We are officially halfway through 2019 (WHAT!?). I have read 21 books thus far this year, and I am on a roll if I do say so myself. I’ve really enjoyed most of the books I’ve been reading lately, so it was hard to narrow it down to five, but let’s get started! Here are my top 5 books of 2019 so far in no particular order…
1. The Martian by Andy Weir
I read this book super quickly for book club in January, and I ended up loving it so much more than I anticipated. The Martian is set on Mars and follows Mark Watney as he attempts to survive on Mars alone for over a year. After his mission was botched and the rest of his team has left, Watney is left on Mars to fend for himself. His crewmates thought a freak accident had killed him, but he managed to survive. With only his wits and some extra supplies, Watney has to tackle obstacle after obstacle to ensure his own survival until someone can come to rescue him. This is a story of bravery, persistence, and the ability for the human race to come together in a time of need. I gave this book 5/5 stars. Read my full book review of The Martian.
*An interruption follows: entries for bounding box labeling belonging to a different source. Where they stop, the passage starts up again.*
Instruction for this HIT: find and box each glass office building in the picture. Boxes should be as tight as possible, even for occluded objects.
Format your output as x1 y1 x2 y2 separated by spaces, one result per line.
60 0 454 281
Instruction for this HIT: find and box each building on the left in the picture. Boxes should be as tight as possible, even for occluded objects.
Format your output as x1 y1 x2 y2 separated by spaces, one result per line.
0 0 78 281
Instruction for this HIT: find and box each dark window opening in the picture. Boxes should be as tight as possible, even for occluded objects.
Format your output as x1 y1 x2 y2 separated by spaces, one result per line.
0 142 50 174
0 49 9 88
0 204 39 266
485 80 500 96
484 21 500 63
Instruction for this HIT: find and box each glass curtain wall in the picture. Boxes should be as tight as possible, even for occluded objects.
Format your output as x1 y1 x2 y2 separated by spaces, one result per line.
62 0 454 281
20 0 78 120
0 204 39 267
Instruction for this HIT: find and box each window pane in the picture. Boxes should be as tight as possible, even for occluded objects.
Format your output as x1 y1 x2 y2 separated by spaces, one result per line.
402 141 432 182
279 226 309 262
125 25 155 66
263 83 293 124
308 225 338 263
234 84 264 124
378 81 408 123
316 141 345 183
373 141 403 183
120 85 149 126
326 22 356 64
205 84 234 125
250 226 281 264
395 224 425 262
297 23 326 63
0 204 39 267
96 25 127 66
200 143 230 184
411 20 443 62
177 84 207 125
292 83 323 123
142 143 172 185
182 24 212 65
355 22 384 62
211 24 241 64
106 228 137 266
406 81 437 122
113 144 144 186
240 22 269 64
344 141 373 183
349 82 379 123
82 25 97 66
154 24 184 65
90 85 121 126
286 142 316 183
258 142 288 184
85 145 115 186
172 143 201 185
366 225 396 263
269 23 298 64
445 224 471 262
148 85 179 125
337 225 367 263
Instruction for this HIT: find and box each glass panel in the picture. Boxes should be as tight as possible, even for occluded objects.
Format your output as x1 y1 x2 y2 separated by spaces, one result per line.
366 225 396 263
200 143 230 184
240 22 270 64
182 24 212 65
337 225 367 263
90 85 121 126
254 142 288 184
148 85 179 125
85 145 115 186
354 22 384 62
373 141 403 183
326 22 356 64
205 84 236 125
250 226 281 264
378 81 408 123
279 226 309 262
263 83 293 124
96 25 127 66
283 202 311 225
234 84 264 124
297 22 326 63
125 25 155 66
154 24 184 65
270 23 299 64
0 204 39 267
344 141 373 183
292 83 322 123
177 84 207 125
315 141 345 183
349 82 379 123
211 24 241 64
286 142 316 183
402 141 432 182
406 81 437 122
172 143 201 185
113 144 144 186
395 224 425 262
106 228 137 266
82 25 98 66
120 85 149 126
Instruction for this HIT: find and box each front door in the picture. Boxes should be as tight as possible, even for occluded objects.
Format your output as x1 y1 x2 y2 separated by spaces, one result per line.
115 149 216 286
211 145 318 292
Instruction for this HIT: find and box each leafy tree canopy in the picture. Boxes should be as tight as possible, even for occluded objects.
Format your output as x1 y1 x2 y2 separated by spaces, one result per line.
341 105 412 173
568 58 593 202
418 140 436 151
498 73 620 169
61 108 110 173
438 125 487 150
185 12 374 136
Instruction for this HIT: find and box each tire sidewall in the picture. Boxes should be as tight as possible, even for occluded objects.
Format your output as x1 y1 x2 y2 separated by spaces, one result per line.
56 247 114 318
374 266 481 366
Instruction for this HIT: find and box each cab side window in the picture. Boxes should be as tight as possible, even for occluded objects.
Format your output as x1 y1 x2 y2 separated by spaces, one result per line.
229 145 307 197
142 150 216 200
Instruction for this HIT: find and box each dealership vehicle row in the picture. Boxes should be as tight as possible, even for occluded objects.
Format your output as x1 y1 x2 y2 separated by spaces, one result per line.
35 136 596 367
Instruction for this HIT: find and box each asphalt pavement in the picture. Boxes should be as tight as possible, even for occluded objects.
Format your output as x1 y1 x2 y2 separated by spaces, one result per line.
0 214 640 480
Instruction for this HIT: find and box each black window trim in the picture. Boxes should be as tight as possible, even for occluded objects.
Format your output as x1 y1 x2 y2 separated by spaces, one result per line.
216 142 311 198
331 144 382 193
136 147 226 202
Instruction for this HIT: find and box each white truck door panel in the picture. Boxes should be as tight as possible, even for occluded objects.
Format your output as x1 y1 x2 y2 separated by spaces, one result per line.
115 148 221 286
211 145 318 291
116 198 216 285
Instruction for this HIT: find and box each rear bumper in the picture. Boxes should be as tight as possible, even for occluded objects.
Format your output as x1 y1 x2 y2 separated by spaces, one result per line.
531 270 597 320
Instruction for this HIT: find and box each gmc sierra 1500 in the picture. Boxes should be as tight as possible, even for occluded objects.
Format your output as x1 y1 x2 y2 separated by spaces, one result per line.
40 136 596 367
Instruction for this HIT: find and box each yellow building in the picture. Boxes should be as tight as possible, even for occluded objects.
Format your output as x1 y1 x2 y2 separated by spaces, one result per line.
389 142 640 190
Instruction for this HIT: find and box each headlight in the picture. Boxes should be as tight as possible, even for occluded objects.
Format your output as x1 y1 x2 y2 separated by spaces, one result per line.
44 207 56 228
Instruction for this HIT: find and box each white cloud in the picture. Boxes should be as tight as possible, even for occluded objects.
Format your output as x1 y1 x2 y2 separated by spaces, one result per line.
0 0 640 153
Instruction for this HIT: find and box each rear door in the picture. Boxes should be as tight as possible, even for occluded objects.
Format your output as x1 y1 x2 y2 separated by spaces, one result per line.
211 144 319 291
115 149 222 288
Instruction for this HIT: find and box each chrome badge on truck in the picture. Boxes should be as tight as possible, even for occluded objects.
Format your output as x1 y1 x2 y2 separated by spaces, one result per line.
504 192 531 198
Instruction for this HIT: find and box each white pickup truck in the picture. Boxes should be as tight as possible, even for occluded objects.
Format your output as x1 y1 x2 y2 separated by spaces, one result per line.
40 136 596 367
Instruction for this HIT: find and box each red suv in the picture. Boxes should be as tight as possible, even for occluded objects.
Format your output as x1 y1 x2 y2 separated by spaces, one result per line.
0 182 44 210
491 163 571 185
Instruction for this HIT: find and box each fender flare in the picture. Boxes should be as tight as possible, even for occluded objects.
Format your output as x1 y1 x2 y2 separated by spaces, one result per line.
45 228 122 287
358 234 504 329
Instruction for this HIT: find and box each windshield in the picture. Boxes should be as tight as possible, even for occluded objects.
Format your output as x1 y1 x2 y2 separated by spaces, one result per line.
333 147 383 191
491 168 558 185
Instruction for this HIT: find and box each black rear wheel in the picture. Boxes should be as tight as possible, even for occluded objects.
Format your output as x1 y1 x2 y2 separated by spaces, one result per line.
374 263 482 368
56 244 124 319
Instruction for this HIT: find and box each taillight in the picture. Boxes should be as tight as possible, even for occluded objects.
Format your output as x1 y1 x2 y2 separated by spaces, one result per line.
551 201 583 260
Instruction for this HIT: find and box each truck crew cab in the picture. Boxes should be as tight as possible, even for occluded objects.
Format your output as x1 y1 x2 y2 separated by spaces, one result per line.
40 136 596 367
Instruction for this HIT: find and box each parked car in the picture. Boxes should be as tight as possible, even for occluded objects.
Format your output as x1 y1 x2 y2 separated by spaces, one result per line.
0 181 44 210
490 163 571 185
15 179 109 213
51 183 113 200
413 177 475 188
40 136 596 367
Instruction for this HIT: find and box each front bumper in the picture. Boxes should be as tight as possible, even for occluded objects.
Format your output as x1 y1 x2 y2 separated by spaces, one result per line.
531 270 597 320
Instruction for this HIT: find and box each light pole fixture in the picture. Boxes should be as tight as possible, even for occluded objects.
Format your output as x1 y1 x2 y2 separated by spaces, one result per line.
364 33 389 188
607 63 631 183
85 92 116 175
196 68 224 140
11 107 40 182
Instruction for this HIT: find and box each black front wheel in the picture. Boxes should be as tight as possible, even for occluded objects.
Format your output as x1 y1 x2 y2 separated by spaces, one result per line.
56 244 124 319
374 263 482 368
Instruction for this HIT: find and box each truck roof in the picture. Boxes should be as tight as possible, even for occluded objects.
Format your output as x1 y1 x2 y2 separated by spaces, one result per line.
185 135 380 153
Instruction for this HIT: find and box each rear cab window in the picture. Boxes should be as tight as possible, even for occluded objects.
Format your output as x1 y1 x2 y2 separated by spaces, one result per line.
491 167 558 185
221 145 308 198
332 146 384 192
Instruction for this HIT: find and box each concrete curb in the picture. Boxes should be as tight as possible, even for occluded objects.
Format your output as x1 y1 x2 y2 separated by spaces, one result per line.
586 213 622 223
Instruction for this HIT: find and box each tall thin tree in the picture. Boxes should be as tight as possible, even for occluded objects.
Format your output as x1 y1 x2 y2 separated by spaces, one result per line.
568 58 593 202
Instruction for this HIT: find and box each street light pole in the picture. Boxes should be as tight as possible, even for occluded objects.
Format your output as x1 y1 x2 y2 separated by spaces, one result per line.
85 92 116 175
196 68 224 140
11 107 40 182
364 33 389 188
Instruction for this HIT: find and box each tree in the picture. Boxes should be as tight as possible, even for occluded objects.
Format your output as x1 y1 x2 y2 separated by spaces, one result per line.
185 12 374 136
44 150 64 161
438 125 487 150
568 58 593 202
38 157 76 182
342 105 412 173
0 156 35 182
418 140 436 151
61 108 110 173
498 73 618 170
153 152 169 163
2. Helter Skelter: The True Story of the Manson Murders by Vincent Bugliosi & Curt Gentry
My first true crime book of 2019, and boy was it a good one! I’ve never been particularly interested in learning more about Charles Manson, but Helter Skelter changed me completely. I had no idea how twisted and terrifying Manson was and the impact he had on his followers. I love that this book was written from Bugliosi’s (the prosecutor during the 1970 trial) notes and his experience attempting to convict Manson and his followers of the horrific murders. Bugliosi is thorough without being boring and detailed without being sadistic. If you’re interested in true crime, there is not a better book I could recommend to learn about Charles Manson. I gave this book 5/5 stars.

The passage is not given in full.